For years, CMS has had policy that Medicare Advantage plans must provide the same benefits as Part B (or Part A) Medicare.
For example, let's say that a Part B MAC has a policy to pay for any of drugs A, B, C, D. A Medicare Advantage plan can't say they only pay for Drug A, or only pay for Drug B and C if drug A fails, and never Drug D. This wouldn't be "the same coverage for the patient as Part B."
The 2012 Memo. A 2012 CMS memo made clarified this. Exclusion of Medicare Advantag step-therapy was laid out by HHS attorney Danielle Moon in a two-page memo to plans on the simple basis that it conflicted with the concept of matching Part B coverage under LCDs. (She appears to be at Deloitte now.) Find this 2012 document and the new 2018 document together in a cloud zip file here.
The 2018 Memo. The new document is a 4 page memo signed by Administrator Verma (zip file here). It "rescinds" the 2012 memo. It states that Medicare Advantage plans can use prior authorization methods, and that step therapy is only a form of prior authorization. (I guess it is prior authorization where the question is, "Did you try and fail Drug A first?") Net net, the press release is pretty broad and bold, while the underlying 4 page administrative memo is pretty nerdy, and couched in cautionary language about beneficiary access protections.
Potential Link to Diagnostics
Within a few days, ASCO had already met with HHS Secretary Azar about the stepped therapy policy. Regarding oncology, there is a potential tie-in to diagnostics. We frequently hear that some large percentage of cancer patients don't get the correct precision medicine diagnostics, OR, that they get the drugs surprisingly often without the diagnostics. If plans institute tight policy review for stepped therapy, it would almost certainly include requirements that on-label CDx are obtained before the drugs are covered. (This could be done in M.A. even if not done in any corresponding MAC LCD.)
Bonus Trick Question
Why are the 2012 memo and 2018 revision concerned only with step therapy in Part B drugs under Medicare Advantage plans? Because if the drugs were Part D oral drugs, there wouldn't be any fee for service LCD (neither Part A or B) that the Medicare Advantage plan would have to provide the-same-coverage-as.
Implications of Step Therapy for Part B Drugs
The biggest bang-for-buck is usually substituting generic for branded drugs.

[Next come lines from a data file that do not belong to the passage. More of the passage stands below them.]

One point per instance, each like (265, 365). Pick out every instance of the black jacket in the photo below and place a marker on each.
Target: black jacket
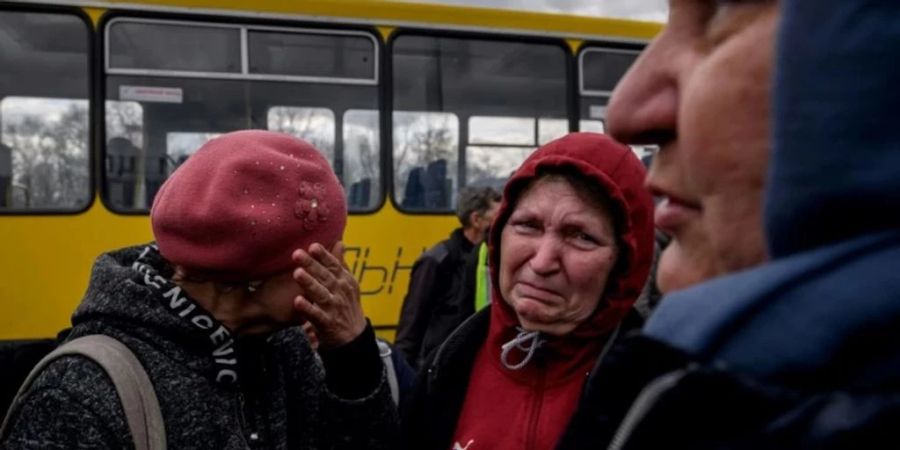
(431, 413)
(215, 391)
(434, 306)
(649, 395)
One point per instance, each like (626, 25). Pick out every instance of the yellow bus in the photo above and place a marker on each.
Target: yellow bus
(100, 101)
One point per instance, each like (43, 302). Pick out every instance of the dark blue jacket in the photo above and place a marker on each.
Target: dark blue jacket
(803, 352)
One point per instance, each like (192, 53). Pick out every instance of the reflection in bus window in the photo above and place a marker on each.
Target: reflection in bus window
(498, 145)
(44, 120)
(348, 57)
(314, 125)
(181, 145)
(46, 140)
(362, 158)
(594, 126)
(492, 166)
(496, 89)
(125, 172)
(501, 130)
(295, 81)
(600, 70)
(426, 146)
(550, 129)
(166, 47)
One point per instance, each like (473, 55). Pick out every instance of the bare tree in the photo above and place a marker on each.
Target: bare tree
(50, 158)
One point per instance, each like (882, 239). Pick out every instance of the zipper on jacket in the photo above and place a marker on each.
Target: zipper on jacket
(536, 406)
(643, 404)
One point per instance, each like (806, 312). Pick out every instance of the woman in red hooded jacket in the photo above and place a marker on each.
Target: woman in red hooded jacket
(570, 251)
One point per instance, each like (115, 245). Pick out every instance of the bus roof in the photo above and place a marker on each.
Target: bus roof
(403, 14)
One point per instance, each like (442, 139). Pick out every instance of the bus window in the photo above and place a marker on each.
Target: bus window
(44, 121)
(594, 126)
(493, 89)
(47, 141)
(362, 158)
(498, 145)
(426, 148)
(232, 77)
(314, 125)
(181, 145)
(349, 58)
(160, 47)
(600, 69)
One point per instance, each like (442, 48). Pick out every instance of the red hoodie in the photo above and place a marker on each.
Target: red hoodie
(530, 407)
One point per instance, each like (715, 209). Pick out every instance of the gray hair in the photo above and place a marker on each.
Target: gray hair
(475, 199)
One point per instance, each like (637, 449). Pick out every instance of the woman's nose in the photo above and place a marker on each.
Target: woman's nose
(643, 106)
(546, 258)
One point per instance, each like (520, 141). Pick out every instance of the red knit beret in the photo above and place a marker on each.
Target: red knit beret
(238, 208)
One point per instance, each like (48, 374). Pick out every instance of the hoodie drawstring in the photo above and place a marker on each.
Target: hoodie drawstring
(521, 342)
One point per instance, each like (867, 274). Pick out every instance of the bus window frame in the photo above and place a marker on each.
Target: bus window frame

Another example might be putting Avastin for macular degeneration as Step 1 therapy and other drugs (Lucentis, Eyelea) as Step 2 drugs if Avastin fails. Another would be the creation of step therapy in response to pharma discount offerings. (Our drug is $2000 and their drug is $2000. We'll give you our drug for $1500, if you make it Step 1 and the other guy Step 2.)
August 7, 2018 Memo Has Apparent Error
Based on the memo still online on August 16, dated August 7, here, there is apparently an error in page 3. It says any value rewards to encouragement participation should be MORE THAN HALF the value saved by the process or service. I believe this should be LESS THAN HALF. Nerdy discussion here.
AMA Letter on HHS Drug Policy; Manatt Article on Innovation
Researching this, I ran across a new July 16, 2018, twenty-page letter from the AMA to HHS on drug policy. Here. I also ran across a nice paper by Annemarie Wouters of Manatt, on the topic of US health insurance and innovation, which I hadn't seen before - here. Both are in my airplane reading folder for today.